L'affaire Bettencourt revient mardi devant la justice à Bordeaux: l'ex-majordome de Liliane Bettencourt, Pascal Bonnefoy, comparaît pour "atteinte à l'intimité de la vie privée" pour avoir réalisé des enregistrements clandestins au domicile de la milliardaire et cinq journalistes du Point et de Mediapart pour les avoir publiés.
La diffusion par les deux médias, largement relayée par le reste de la presse, de ces enregistrements réalisés entre mai 2009 et mai 2010 à l'insu de l'héritière de L'Oréal avait fait basculer l'enquête, transformant un simple conflit de famille entre la richissime vieille dame et sa fille Françoise en une affaire d'Etat.
Car, outre les révélations sur la santé déclinante de la milliardaire et les agissements de son entourage, ces enregistrements pirates suggéraient des opérations financières destinées à échapper au fisc (comptes en Suisse non déclarés, île aux Seychelles), des immixtions de l'Elysée du temps de la présidence Sarkozy dans la procédure pour abus de faiblesse, l'ex-chef d'Etat ayant ensuite bénéficié d'un non-lieu, des soupçons de financement illicite de parti politique
Pascal Bonnefoy, 52 ans, qui encourt un an de prison et 45.000 euros d'amende, s'est toujours défendu d'avoir réalisé ces écoutes - une vingtaine d'heures de conversations captées avec un dictaphone dissimulé derrière le fauteuil de sa patronne - à la demande de Françoise Bettencourt-Meyers.

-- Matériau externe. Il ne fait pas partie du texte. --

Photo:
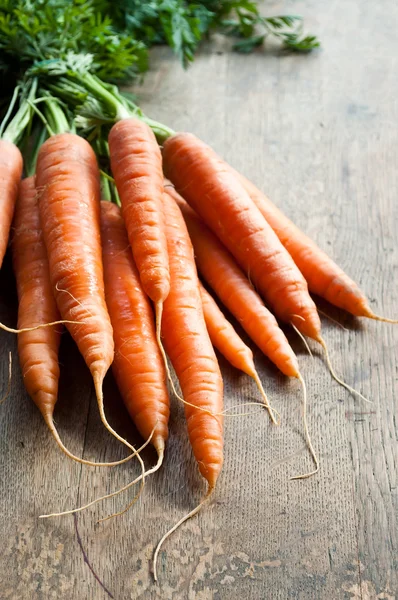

Cette dernière les avait remises aux enquêteurs mi-2010 pour prouver que sa mère, aujourd'hui âgée de 93 ans et sous tutelle, était victime d'abus de faiblesse de proches, notamment de son confident, le photographe François-Marie Banier. Lourdement condamné en mai à Bordeaux, il a fait appel.
"Pascal Bonnefoy a toujours été très clair dans ses déclarations sur le fait qu'il avait agi de sa propre initiative", a indiqué à l'AFP son avocat, Me Antoine Gillot. Non dans un but lucratif, "mais pour se défendre parce qu'il était injustement soupçonné d'avoir témoigné contre François-Marie Banier" durant l'enquête.
L'avocat juge d'ailleurs paradoxal de plaider face aux conseils de Liliane Bettencourt, partie civile, alors que "si elle a été préservée de ses prédateurs, c'est bien grâce à ces enregistrements"
Un mois à peine après la fin des écoutes, le site d'information Mediapart évoquait le premier leur existence et les aspects politiques de leur contenu, dans un article du 14 juin signé par Fabrice Lhomme et Fabrice Arfi. D'autres articles suivraient. Le 21 juin, le site publiait quelques extraits sonores.
- "Après mûre réflexion, divulguer" -
Après Mediapart, Le Point publiait à son tour treize articles d'Hervé Gattegno, reprenant des éléments des écoutes. Dans un supplément, l'hebdomadaire en reproduisait de larges extraits.
A Bordeaux, les trois journalistes, ainsi que les directeurs de publication des deux médias, Edwy Plenel pour Mediapart et, à l'époque, Franz-Olivier Giesbert pour Le Point, répondront de "détention et diffusion de documents portant atteinte à l'intimité de la vie privée", des faits également passibles d'un an de prison et 45.000 euros d'amende.
Ces derniers ont toujours fait valoir leur "strict devoir d'information", expliquant avoir pris soin, dans leur publication, d'écarter les passages concernant la vie personnelle et l'intimité de la milliardaire.
"Fallait-il en divulguer le contenu? Après mûre réflexion, et sans ignorer les questions de principes que peut soulever ce choix, Le Point répond par l'affirmative, au nom du droit à l'information", expliquait l'hebdomadaire en préambule. Révéler les manipulations dont était victime la milliardaire ne pouvait porter atteinte à ses intérêts, bien au contraire, se défendait également Mediapart.
Ce procès, jusqu'au 5 novembre, est le quatrième volet de la tentaculaire affaire Bettencourt devant le Tribunal correctionnel de Bordeaux. Dans le premier pour "abus de faiblesse" jugé en janvier-février, six prévenus doivent être rejugés en appel en mai 2016.
L'ex-gestionnaire de fortune Patrice de Maistre, qui vient de conclure un accord transactionnel avec la famille Bettencourt, s'est désisté de son appel. Quant à l'ex-infirmier de la milliardaire, Alain Thurin, jugé distinctement en raison de sa tentative de suicide à la veille du premier procès, il a été relaxé.
Dans le volet "trafic d'influence", Patrice de Maistre et l'ex-ministre UMP Éric Woerth ont été relaxés. Quant à la juge Isabelle Prévost-Desprez, le Parquet a fait appel de sa relaxe pour "violation du secret professionnel" prononcée le 2 juillet.